Published: Thursday, January 18, 2007 at 6:01 a.m.
Last Modified: Wednesday, January 17, 2007 at 3:22 p.m.
The broad gauges show an American economy perking along nicely. Consumer confidence remains high. The stock market continues to soar. And just recently, a key index of manufacturing strength surprised even the analysts. Many economists now predict that the economy will retain momentum well into 2007 and weather the hits of falling home prices and weakness in the auto industry.f-z So amid all these positive signs, why are so many people - particularly some of those recently elected to Congress - so worried?
The reason has something to do with the internal fighting among Democrats who, now in power, must take up the burden of setting the agenda.
One of the biggest divides in the party since the midterm elections has been economic issues. But that legacy is now under siege from populists elected Nov. 7 who, with the backing of organized labor, may try to launch a foolish fight against globalization.
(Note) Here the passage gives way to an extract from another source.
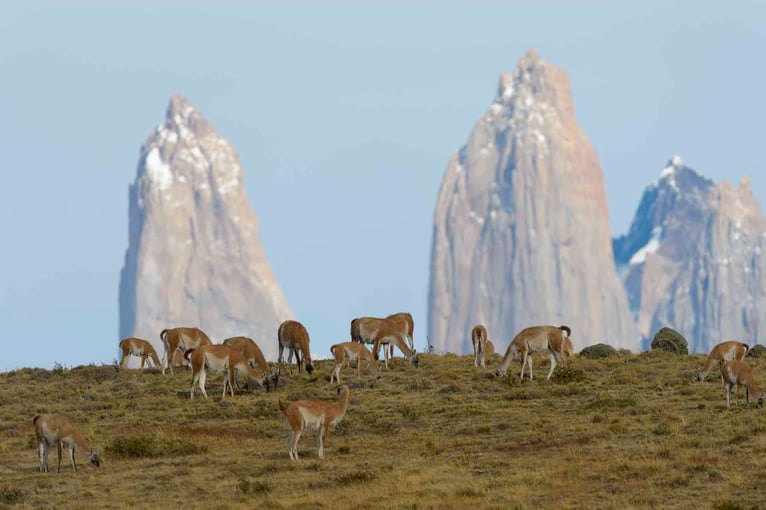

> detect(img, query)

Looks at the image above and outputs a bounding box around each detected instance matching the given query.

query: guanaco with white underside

They have some ammunition. Inflation-adjusted wages for the average worker hadn't risen much until recently. Federal statistics now show that trend has finally shifted, but anxiety remains high on both the factory floor and among vulnerable white-collar workers alike. Meanwhile, the ranks of wealthy America continue to grow disproportionately to the ranks of the middle class. That's something that even some of President Bush's cabinet - notably Treasury Secretary Henry Paulson - have expressed concern about.
But it's important for the cooler heads in Washington to understand what Congress can accomplish - and what it cannot.
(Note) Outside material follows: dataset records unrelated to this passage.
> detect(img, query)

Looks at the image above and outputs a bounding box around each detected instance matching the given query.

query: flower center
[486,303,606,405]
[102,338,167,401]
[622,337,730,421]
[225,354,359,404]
Congress should not: pass protectionist legislation that slams the door on free trade. That would be a short-sighted mistake and make it harder for American companies, including those in Wisconsin, to compete in the global marketplace. This doesn't mean that safeguards for American workers and concerns over working conditions overseas aren't reasonable. But a trade war could cost the country thousands of jobs.
The question is whether the new leaders in Congress understand the limits of their reach.